The UNODC reveals that seizures of substances other than amphetamine barely appear in seizure data for the Middle East, making up less than 1 per cent of the total amount.

“Amphetamine seizures in the region have increased considerably since 2002 and remained at high levels since 2006, in spite of a drop to about 13.6 tons in 2010, reaching 20 tons in 2011,” the agency said.

It added that figures for the existing use of amphetamine-type substances in the region were unlikely to reflect the true extent of amphetamine use, which is likely to be much higher.

Saudi Arabia ranks first in the world for amphetamine seizures, with 11 tonnes in 2011 (the most recent figures available). This represents 37 per cent of global hauls and 58 per cent of those made in the Near and Middle East. Syria and Jordan follow Saudi Arabia, with four tonnes each.

The UAE has also has had some significant seizures. Last month Dubai Police smashed a drug-smuggling gang and seized more than 4.6 million amphetamine pills that were being moved from a warehouse in Al Aweer.

Three men were charged with possession of narcotics and psychotropic substances with intent to distribute and export.

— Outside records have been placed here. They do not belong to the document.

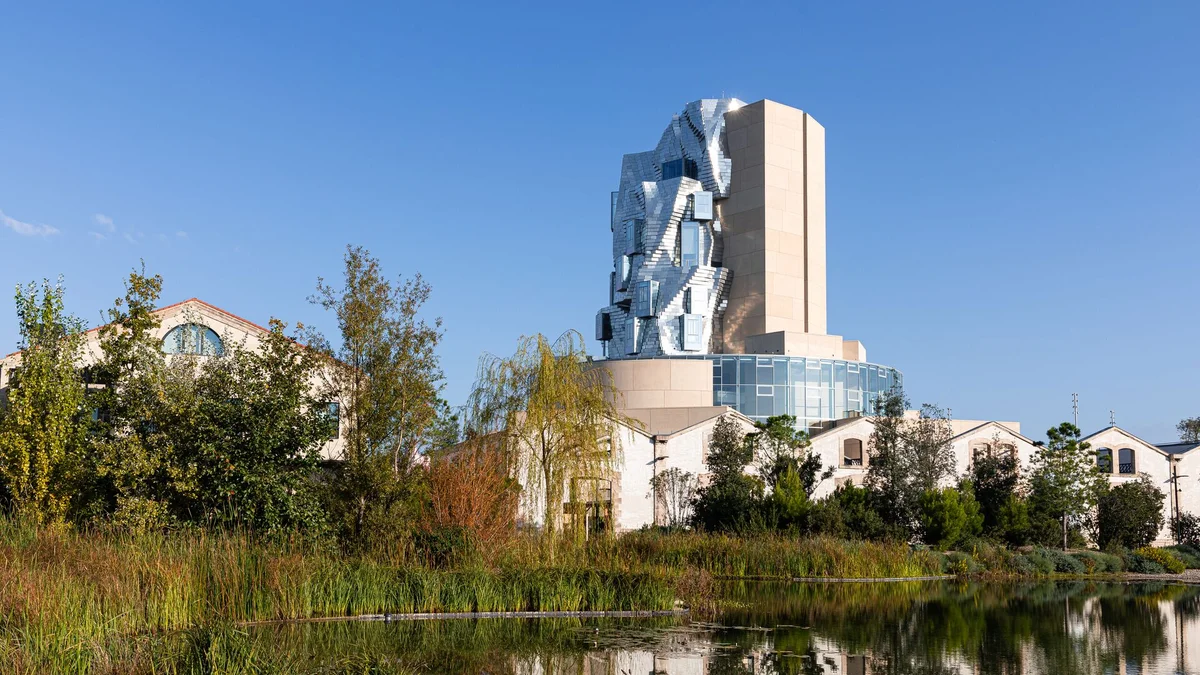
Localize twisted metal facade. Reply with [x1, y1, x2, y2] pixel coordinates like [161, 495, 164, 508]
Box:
[596, 98, 744, 359]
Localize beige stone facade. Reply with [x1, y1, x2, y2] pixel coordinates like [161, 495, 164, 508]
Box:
[0, 298, 348, 459]
[718, 100, 866, 360]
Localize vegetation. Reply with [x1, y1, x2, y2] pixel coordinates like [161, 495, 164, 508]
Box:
[0, 254, 1200, 673]
[307, 246, 444, 550]
[1096, 476, 1165, 550]
[1175, 417, 1200, 443]
[468, 331, 624, 551]
[1028, 422, 1108, 550]
[0, 280, 85, 524]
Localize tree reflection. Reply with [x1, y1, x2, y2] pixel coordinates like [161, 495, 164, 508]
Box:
[243, 581, 1200, 675]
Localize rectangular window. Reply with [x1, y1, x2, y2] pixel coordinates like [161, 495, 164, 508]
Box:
[691, 192, 713, 220]
[662, 157, 700, 180]
[320, 401, 342, 438]
[596, 312, 612, 340]
[616, 256, 634, 291]
[634, 279, 659, 318]
[625, 219, 646, 256]
[679, 313, 704, 352]
[679, 221, 700, 269]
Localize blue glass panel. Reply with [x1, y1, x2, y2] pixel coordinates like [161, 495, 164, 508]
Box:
[738, 357, 757, 384]
[774, 359, 787, 384]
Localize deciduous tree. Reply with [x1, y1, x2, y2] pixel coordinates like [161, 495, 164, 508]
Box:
[307, 246, 443, 544]
[468, 330, 632, 540]
[0, 279, 86, 524]
[1028, 422, 1108, 549]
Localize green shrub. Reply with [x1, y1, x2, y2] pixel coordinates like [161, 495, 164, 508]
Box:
[1134, 546, 1187, 574]
[942, 551, 983, 577]
[1030, 548, 1087, 574]
[1165, 544, 1200, 569]
[1009, 554, 1054, 577]
[1070, 551, 1124, 574]
[1123, 551, 1166, 574]
[1171, 513, 1200, 552]
[918, 483, 983, 549]
[1096, 476, 1164, 549]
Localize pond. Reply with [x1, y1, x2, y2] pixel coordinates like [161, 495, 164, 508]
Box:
[252, 581, 1200, 675]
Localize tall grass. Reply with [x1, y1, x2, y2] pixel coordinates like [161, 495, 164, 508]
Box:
[502, 532, 942, 579]
[0, 520, 674, 673]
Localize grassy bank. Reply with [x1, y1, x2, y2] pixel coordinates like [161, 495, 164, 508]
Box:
[0, 522, 674, 673]
[0, 520, 1196, 673]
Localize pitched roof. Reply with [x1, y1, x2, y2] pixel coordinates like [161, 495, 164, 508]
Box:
[1080, 424, 1170, 455]
[4, 298, 270, 359]
[950, 422, 1033, 446]
[1154, 442, 1200, 455]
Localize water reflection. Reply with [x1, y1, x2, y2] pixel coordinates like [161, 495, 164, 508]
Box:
[256, 583, 1200, 675]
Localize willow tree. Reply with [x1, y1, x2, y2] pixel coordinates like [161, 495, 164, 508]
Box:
[468, 330, 623, 540]
[0, 280, 85, 522]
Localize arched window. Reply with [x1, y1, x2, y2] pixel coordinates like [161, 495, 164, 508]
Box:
[971, 441, 991, 461]
[841, 438, 863, 466]
[162, 323, 224, 357]
[1117, 448, 1138, 473]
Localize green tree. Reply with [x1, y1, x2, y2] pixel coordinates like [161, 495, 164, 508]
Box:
[692, 416, 763, 532]
[307, 246, 443, 546]
[469, 330, 628, 542]
[1175, 417, 1200, 443]
[1096, 473, 1165, 549]
[1028, 422, 1108, 550]
[992, 494, 1032, 546]
[968, 453, 1020, 537]
[82, 265, 180, 528]
[865, 389, 955, 533]
[181, 319, 337, 532]
[865, 389, 916, 530]
[919, 482, 983, 550]
[649, 466, 696, 530]
[745, 414, 834, 496]
[901, 404, 955, 492]
[0, 279, 86, 524]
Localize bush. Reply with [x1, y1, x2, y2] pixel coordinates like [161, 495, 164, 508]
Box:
[1030, 548, 1087, 574]
[918, 483, 983, 550]
[1070, 551, 1124, 574]
[1008, 554, 1054, 577]
[810, 484, 906, 542]
[942, 551, 983, 577]
[1134, 546, 1187, 574]
[1171, 513, 1200, 550]
[1096, 476, 1164, 549]
[413, 526, 479, 569]
[995, 495, 1031, 546]
[1165, 544, 1200, 569]
[1123, 552, 1166, 574]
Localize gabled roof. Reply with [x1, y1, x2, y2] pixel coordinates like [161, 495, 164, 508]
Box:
[1154, 442, 1200, 455]
[4, 298, 270, 359]
[1080, 424, 1170, 456]
[950, 422, 1033, 446]
[637, 406, 754, 441]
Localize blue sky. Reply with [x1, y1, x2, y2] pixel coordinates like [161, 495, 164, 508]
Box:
[0, 1, 1200, 441]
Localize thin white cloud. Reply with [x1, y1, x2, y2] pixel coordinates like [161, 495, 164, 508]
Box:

Maj Gen Khamis Al Muzainah, the chief of Dubai Police, said it was the largest amount of amphetamines seized in the UAE but that there was “very limited demand” for captagon in the country.

The tablets, found in 14 travel bags, five metal containers and many plastic bags, were reportedly worth Dh115 million and destined for an unnamed country, not for use in the Emirates, he said.

Dr Abdel Gawad says he has heard of manufacturing in Egypt, Jordan, Iraq and Syria, although official records are scarce.

“Most of the drug abuse we see among our clients, which is our source, the drugs are coming through the borders or transiting here,” he said.

“I haven’t been aware of any manufacturing here. I think it is spreading in neighbouring countries, definitely.”